The new HBO/HBO Max series “The Last Of Us” is the first post-apocalyptic drama of the new year, but it is unlikely to be the last.
Call it a sign of the times. As far as TV is concerned, the times call for dramas depicting our planet after world-destroying cataclysmic events that many are imagining now such as wars, the consequences of climate change and pandemics deadly to millions and, in some cases, billions.
“The Last of Us” is one of the latter. It depicts the condition of a world gone haywire 20 years after a fungus-borne illness infects human beings in all four corners of the world.
The year of the outbreak is 2003, which puts the show’s present-day time frame in 2023 -- an apocalypse right now.
Episode One of “The Last of Us” actually starts with a brief scene in 1968. It’s a talk show in which two scientists are being interviewed because of their research into the potential for newly mutated disease strains growing strong enough to decimate the Earth’s population.
One of the scientists believes such a pandemic to be possible given a unique circumstance -- namely, the incubation of the virus or bacteria in the context of the gradual warming of the globe.
Thus, the show sets the stage for the present day, in which all of us have been experiencing a pandemic (although not a cataclysmic one) and many are worried about global warming.
The show then travels forward to 2003 and the outbreak of the pandemic, which very quickly kills millions in horrible ways and leads to the complete breakdown of society.

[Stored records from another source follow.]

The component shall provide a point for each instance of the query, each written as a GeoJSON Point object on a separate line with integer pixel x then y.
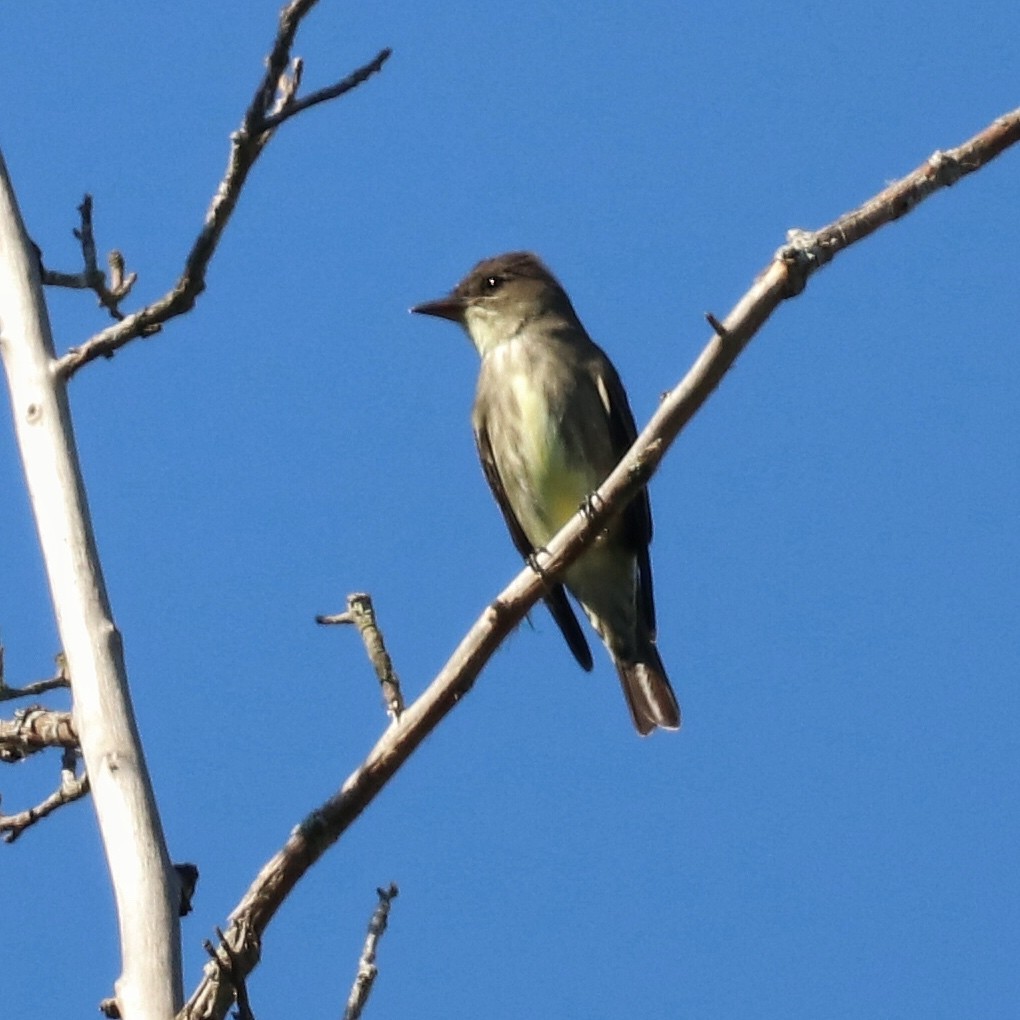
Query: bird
{"type": "Point", "coordinates": [551, 420]}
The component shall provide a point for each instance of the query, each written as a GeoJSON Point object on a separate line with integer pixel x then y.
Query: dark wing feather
{"type": "Point", "coordinates": [556, 598]}
{"type": "Point", "coordinates": [635, 526]}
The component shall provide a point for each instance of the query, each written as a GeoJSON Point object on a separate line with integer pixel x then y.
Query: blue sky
{"type": "Point", "coordinates": [837, 557]}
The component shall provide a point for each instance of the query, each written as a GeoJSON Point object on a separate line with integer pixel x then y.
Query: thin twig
{"type": "Point", "coordinates": [367, 971]}
{"type": "Point", "coordinates": [72, 787]}
{"type": "Point", "coordinates": [233, 960]}
{"type": "Point", "coordinates": [330, 92]}
{"type": "Point", "coordinates": [58, 680]}
{"type": "Point", "coordinates": [361, 613]}
{"type": "Point", "coordinates": [34, 729]}
{"type": "Point", "coordinates": [92, 277]}
{"type": "Point", "coordinates": [782, 278]}
{"type": "Point", "coordinates": [273, 102]}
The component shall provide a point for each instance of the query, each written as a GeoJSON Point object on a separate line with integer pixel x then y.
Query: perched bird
{"type": "Point", "coordinates": [551, 421]}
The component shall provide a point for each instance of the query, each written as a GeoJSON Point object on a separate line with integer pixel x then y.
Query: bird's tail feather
{"type": "Point", "coordinates": [647, 690]}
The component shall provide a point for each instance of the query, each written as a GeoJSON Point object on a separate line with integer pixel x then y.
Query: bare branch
{"type": "Point", "coordinates": [92, 277]}
{"type": "Point", "coordinates": [330, 92]}
{"type": "Point", "coordinates": [60, 679]}
{"type": "Point", "coordinates": [784, 277]}
{"type": "Point", "coordinates": [272, 103]}
{"type": "Point", "coordinates": [34, 729]}
{"type": "Point", "coordinates": [72, 787]}
{"type": "Point", "coordinates": [367, 970]}
{"type": "Point", "coordinates": [361, 613]}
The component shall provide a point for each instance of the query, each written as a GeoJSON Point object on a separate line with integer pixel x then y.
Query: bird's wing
{"type": "Point", "coordinates": [635, 521]}
{"type": "Point", "coordinates": [556, 598]}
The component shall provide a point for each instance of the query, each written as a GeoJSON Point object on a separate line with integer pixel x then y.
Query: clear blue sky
{"type": "Point", "coordinates": [834, 831]}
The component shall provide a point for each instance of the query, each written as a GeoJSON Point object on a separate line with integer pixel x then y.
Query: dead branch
{"type": "Point", "coordinates": [273, 103]}
{"type": "Point", "coordinates": [361, 613]}
{"type": "Point", "coordinates": [367, 971]}
{"type": "Point", "coordinates": [92, 277]}
{"type": "Point", "coordinates": [34, 729]}
{"type": "Point", "coordinates": [785, 276]}
{"type": "Point", "coordinates": [72, 787]}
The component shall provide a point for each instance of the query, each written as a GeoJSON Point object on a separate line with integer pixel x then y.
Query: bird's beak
{"type": "Point", "coordinates": [451, 308]}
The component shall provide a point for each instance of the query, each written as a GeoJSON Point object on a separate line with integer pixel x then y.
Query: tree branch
{"type": "Point", "coordinates": [37, 687]}
{"type": "Point", "coordinates": [92, 277]}
{"type": "Point", "coordinates": [785, 276]}
{"type": "Point", "coordinates": [144, 884]}
{"type": "Point", "coordinates": [273, 103]}
{"type": "Point", "coordinates": [361, 613]}
{"type": "Point", "coordinates": [367, 971]}
{"type": "Point", "coordinates": [35, 729]}
{"type": "Point", "coordinates": [72, 787]}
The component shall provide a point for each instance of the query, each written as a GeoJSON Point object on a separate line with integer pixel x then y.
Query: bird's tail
{"type": "Point", "coordinates": [647, 690]}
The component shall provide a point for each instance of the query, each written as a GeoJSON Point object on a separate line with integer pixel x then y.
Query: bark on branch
{"type": "Point", "coordinates": [274, 102]}
{"type": "Point", "coordinates": [783, 277]}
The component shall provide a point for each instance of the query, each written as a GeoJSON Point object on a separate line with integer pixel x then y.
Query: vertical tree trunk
{"type": "Point", "coordinates": [145, 885]}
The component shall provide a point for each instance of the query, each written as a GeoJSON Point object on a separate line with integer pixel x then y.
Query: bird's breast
{"type": "Point", "coordinates": [532, 394]}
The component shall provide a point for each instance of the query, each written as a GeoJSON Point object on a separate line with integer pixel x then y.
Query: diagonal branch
{"type": "Point", "coordinates": [274, 101]}
{"type": "Point", "coordinates": [785, 276]}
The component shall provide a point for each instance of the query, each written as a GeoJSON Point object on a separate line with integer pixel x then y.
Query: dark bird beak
{"type": "Point", "coordinates": [451, 308]}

In “The Last of Us,” the main characters at the outset are a man and his daughter (Pedro Pascal and Nico Parker, pictured above) and the girl’s uncle, who live in a Boston suburb.
In the premiere, they are seen making a desperate attempt to escape from the swift-moving scourge in a pickup truck, but at every turn they encounter either roadblocks or ordinary people running amok.
The show then shifts to 2023, where survivors of the pandemic are seen living and working in safe zones separated from the outside world with huge walls and gun turrets.
The authoritarian state in which they live, under the watchful eyes of heavily armed guards and police, is reminiscent of the Warsaw Ghetto of World War II, a parallel that one assumes is being made on purpose.
The intensity of “The Last of Us” is not to be believed. And that is a compliment. It is a high-quality, high-octane, edge-of-your-seat action thriller that never lets up, at least in the first hour-and-20-minute episode previewed by the TV Blog.
TV dramatizations depicting a variety of end-of-the-world scenarios have been numerous in the last few years, many of them predating the Covid-19 pandemic that changed our world in 2020.
The ones reviewed here in the TV Blog have been about pandemics, technology run amok and the future colonization of the moon and planets far, far away.
“The Last of Us” premieres Sunday night (January 15) at 9 Eastern on HBO, and also streaming on HBO Max.